93:名無しNIPPER[saga]
2025/07/10(木) 13:33:27.21 ID:SKutkbAW0
…………めりっ…………めりめりっ…………! …………めりめりめりっ…………ずぼっ!
D「えっ」
めきっ! めりめりめりっ! ばきぃっ!
……なんか……急に神秘さが無くなって……雑に出て来たな……
手が出て、脚が出て、引き裂いて……
???「ぷはーっ……ふぁあぁぁ…………」
その子は、光そのもののようだった。
細長い手足、真っ白な髪、真っ白な肌、真っ白な着物を身にまとい、頭からは真っ白なもふもふの触覚が2本生えている。
その姿には、太陽を見たかのように目がくらむ。
その子は俺に気づかずに出てくると、背中から「ばさぁっ」と翼を広げ……
???「はぶるるるっ!!!」ブルブルブルッ!
……ネコみたいに身体を振るった。
なーんか、さっきからちょくちょく神秘的さが消えるんだよなぁ……
D「あのー」
???「はぉわぁ」ビクッ
それは可愛らしい情けない声を出すと、慌てたように俺の方を向いた。
???「だ、だれじゃお前は!!! なんじゃ!?」
おっとぉ、言葉遣いそんな感じね。
その子の目は真っ黒で、白い身体の上に妙に目立っていた。
???「……ははーん、人間か……今更わらわの前に姿を現すとは、良い度胸じゃのぉ……」
D「あれ、何やら怒っていらっしゃる???」
???「『何やら』?『怒っていらっしゃる』じゃと……??? ほー……よく見ればそうか、貴様も羊やら綿やらに身を売った者か…………」
あれ、ガチギレしていらっしゃる?????
起こしちゃまずかったみたいだねぇー……
???「人間め……よくも……よくもわらわの事を忘れおって…………その身をわらわの血肉とし、わらわの力となる事で償うがよいぞ…………」パキッ、パキッ、パキキッ……ジャキンッ、ジャキンッ!
D「おっとぉ〜……」
その子はパキパキ言いながらかなーり虫っぽく変形していく。
腕は上下に割れ、4本の手には鋭いツメを光らせ、骨格と関節は外骨格っぽくなり、口の中には鋭いキバが並び……
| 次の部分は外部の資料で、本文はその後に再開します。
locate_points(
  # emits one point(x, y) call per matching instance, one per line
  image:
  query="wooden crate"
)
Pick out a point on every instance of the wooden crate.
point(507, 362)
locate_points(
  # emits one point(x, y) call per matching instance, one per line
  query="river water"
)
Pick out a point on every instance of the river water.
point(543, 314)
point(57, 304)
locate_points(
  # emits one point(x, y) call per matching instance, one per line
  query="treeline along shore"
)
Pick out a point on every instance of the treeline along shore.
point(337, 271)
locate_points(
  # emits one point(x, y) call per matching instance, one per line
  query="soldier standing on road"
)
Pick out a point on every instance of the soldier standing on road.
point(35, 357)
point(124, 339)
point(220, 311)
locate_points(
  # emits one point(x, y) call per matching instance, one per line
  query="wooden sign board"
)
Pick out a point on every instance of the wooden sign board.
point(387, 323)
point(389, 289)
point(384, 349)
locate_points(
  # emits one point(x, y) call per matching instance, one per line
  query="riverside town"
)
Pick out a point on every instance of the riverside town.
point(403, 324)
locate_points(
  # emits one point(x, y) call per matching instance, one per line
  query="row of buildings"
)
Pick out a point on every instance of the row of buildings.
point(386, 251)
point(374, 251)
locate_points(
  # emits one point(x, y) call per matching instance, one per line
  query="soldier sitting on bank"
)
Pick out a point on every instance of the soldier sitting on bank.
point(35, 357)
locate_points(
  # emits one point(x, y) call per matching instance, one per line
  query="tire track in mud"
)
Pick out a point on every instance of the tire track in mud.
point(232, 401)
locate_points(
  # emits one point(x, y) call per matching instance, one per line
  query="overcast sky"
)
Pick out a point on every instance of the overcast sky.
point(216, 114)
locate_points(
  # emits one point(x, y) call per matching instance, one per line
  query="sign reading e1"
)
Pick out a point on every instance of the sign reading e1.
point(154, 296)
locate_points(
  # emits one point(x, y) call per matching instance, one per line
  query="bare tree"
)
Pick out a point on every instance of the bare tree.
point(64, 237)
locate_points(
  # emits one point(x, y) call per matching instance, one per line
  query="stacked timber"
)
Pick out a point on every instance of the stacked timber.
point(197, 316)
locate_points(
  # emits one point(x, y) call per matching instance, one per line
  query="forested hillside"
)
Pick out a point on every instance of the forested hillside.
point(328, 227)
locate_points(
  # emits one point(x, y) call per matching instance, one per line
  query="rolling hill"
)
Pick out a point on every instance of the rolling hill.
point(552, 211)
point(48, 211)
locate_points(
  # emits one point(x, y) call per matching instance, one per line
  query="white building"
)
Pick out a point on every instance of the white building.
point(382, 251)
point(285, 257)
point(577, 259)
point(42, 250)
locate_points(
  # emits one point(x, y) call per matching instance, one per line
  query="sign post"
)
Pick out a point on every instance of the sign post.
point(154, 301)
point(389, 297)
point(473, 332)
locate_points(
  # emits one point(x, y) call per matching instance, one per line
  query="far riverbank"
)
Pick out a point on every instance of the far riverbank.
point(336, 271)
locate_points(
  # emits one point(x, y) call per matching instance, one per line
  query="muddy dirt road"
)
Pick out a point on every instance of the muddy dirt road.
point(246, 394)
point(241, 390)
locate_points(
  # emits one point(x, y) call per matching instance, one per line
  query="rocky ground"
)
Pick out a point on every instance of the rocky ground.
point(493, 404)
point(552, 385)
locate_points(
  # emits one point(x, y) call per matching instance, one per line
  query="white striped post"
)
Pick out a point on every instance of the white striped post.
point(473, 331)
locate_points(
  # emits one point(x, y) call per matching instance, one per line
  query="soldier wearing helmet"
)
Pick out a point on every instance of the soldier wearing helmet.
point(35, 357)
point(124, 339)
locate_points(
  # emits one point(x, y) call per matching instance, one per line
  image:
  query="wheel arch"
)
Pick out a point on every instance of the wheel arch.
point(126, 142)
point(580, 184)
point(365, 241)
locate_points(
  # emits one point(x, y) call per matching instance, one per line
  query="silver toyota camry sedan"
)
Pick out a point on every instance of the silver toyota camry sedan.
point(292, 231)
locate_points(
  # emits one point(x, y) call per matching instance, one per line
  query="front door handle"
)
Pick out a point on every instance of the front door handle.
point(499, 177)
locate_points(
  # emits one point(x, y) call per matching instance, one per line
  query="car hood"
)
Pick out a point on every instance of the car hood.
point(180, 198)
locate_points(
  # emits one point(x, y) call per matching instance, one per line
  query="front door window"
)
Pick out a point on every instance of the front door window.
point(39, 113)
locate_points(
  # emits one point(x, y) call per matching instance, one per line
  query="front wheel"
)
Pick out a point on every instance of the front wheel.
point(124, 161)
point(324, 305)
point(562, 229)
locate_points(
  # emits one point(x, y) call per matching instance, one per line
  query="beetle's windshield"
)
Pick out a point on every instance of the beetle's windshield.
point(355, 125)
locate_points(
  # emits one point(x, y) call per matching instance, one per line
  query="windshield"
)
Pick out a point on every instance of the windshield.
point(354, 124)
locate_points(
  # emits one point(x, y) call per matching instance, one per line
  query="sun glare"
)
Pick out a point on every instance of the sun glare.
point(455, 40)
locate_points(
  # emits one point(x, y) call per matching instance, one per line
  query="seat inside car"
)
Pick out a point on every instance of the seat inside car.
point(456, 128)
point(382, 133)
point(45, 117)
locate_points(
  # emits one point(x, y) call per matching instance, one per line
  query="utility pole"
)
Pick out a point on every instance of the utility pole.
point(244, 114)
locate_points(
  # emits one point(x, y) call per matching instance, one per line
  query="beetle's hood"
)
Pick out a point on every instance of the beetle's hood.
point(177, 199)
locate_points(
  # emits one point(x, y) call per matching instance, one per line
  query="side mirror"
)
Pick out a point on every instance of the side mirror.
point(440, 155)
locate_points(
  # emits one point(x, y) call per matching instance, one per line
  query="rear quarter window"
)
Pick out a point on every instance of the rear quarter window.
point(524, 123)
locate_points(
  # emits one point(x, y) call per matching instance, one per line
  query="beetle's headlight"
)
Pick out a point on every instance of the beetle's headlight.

D「今わかったよ……! 君、蚕の怪異だねぇー……!」
???→蚕神「怪異!?!? 怪異となッ!?!?!? わらわは神ぞ!!!!! 蚕の神ぞ!!!!! 貴様もう何が何でも絶対にゆるさぬ!!!!! きぇぇえぇぇぇぇぇぇぇ!!!!!!!」バサァッ!!!
D「だとしたら蚕は肉食じゃないだろうに!!!」
俺は飛びついて来たその子の首元を鷲掴みにし、繭に向かって叩きつけた。
ガコォーンッ!!!
蚕神「へぶぅっ!? …………けほっ、けほっ……!!!」
いや弱ぁ〜……軽ぅ〜…………
D「神様を自称する割には……大したこと無かったな」
蚕神「ぐぅうぅ…………! わらわの力が十全ならぁ……信仰があと少しでもあればぁ…………人間ごときぃぃ…………!」
D「それにしても助かった」
蚕神「た、助かった……? ……なにがじゃ……?」
D「俺としても、君ぐらい『分かりやすい』方が助かる」
俺はその子に覆いかぶさった。
その子がぶつかって潰れた繭が、丁度ベッドみたいになっている状態だ。